Sunderland will travel to the Reebok Stadium on Saturday looking to replicate the result of their first visit there in 1998.
The 1998/99 season has been a common stop-off point for Roker Relives recently. Perhaps in this time of strife it is what is desperately needed; a journey to happier, more simple times, when supporting Sunderland was a privilege as opposed to the current chore. In light of this, we once more venture back to the days of Reidy, Bally and Quinny (in striker format), and Sunderland's first ever visit to the Reebok Stadium.
Still in the midst of their season-opening unbeaten run, Peter Reid's Black Cats travelled to Bolton in high spirits. The absence of the influential Kevin Phillips had done little to sway their momentum; indeed, the following game, the red and whites thrashed seven goals past Oxford United.

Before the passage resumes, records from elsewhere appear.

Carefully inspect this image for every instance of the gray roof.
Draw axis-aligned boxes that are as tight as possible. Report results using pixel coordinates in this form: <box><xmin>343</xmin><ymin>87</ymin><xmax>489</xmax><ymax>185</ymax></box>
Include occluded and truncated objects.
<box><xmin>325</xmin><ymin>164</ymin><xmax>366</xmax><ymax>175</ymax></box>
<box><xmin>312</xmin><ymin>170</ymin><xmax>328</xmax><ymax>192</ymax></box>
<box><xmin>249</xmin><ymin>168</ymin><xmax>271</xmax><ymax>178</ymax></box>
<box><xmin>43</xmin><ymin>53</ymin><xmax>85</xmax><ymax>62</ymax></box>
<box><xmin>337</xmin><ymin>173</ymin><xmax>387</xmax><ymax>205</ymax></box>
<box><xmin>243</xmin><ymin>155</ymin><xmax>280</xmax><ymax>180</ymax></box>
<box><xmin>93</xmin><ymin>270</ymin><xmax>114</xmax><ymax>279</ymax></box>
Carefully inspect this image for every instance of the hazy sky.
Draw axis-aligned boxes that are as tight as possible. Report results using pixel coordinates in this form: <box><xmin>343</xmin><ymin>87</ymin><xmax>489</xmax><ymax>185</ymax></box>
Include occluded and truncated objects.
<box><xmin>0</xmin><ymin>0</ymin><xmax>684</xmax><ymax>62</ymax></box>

This game, however, went against the general theme of the season. Where usually that year Sunderland sought to wear teams down through the sheer number of attacks they launched upon the opposition goal, this was much more of a smash and grab victory.
The home side, having sold star striker Nathan Blake in midweek, were simply unable to convert the plethora of chances they created. They opened the game in a particularly vigourous manner and Paul Butler, so often that season a rock at the heart of the Sunderland defence, was fortunate not to be dismissed for a particularly rash challenge on The Trotters' Bob Taylor.
Having weathered a rather fierce Lancashire storm, the Cats pounced. Chris Makin's long searching ball inevitably found Niall Quinn and, with the help of his strike partner Danny Dichio, the ball ended up at the feet of Allan Johnston. 'Magic', equally adept with either foot, promptly rifled an effort with his right into the bottom corner.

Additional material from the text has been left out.